Ronan gathered his power and sent it out into her to mend her torn flesh. He shoved the bullets from her skin and healed the damage from the inside out. He fused that chip of bone back in place and stayed hovering inside of her to make sure he hadn’t missed anything.
As soon as the damage was repaired, he sped the process of replenishing her blood supply. She’d need fluids to make the magic work, but once he’d issued his demand to her cells, they would obey and keep doing so for days.
The warmth of her mind curled around him and lured him to go deeper, but he didn’t dare. She was too weak, and he worried that if he started unraveling the mystery of who she was and where she’d come from, that he’d never stop.
He’d already violated her once. He wouldn’t make the same mistake again.
When he was satisfied that her flesh was mended, he backed out of her body and into his own.

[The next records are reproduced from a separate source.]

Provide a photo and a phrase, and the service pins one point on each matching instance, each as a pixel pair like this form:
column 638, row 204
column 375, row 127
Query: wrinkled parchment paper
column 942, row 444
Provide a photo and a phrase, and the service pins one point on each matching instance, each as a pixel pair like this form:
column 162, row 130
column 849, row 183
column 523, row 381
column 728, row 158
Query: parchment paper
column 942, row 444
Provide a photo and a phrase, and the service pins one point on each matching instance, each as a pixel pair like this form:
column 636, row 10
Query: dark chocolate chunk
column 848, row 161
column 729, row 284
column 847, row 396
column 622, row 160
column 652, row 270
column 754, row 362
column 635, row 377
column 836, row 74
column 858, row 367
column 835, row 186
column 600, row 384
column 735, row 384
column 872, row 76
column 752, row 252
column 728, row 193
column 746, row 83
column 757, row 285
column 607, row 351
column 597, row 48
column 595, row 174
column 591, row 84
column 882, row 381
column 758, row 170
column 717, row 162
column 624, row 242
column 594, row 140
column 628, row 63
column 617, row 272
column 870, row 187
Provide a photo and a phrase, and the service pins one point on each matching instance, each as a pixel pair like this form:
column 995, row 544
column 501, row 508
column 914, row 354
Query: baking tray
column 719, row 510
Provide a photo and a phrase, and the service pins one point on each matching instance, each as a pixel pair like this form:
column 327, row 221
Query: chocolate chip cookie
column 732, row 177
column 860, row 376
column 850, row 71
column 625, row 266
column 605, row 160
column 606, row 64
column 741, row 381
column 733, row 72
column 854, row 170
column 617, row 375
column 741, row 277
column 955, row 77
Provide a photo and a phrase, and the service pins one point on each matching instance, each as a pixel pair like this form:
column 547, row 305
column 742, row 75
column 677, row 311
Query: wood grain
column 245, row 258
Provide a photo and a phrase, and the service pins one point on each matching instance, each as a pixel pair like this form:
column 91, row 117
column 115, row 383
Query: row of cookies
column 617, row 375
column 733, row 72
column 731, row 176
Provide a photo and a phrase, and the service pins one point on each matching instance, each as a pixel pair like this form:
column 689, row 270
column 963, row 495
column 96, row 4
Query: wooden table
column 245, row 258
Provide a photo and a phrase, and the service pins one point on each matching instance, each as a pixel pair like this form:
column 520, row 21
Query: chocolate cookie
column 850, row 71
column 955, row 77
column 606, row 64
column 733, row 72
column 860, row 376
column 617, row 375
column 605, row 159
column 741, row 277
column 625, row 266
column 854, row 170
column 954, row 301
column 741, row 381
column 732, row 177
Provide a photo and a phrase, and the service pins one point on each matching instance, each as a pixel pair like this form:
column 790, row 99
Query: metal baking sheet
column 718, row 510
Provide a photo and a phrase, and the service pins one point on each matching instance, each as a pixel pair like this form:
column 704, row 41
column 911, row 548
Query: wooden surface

Normally, he was always relieved to return to his own flesh, but this time it was different. His own skin seemed colder, thinner. All he wanted was to be back inside her, basking in her warmth.
The child watched him with wide, untrusting eyes.
“What happened to her?” he asked.
“The bad men shot her.”
“Why?”
Her pale brow wrinkled in confusion, as if Ronan were an idiot. “Because they’re bad.”
That was as good an explanation as any, and probably as much of one as he was going to get until Justice woke.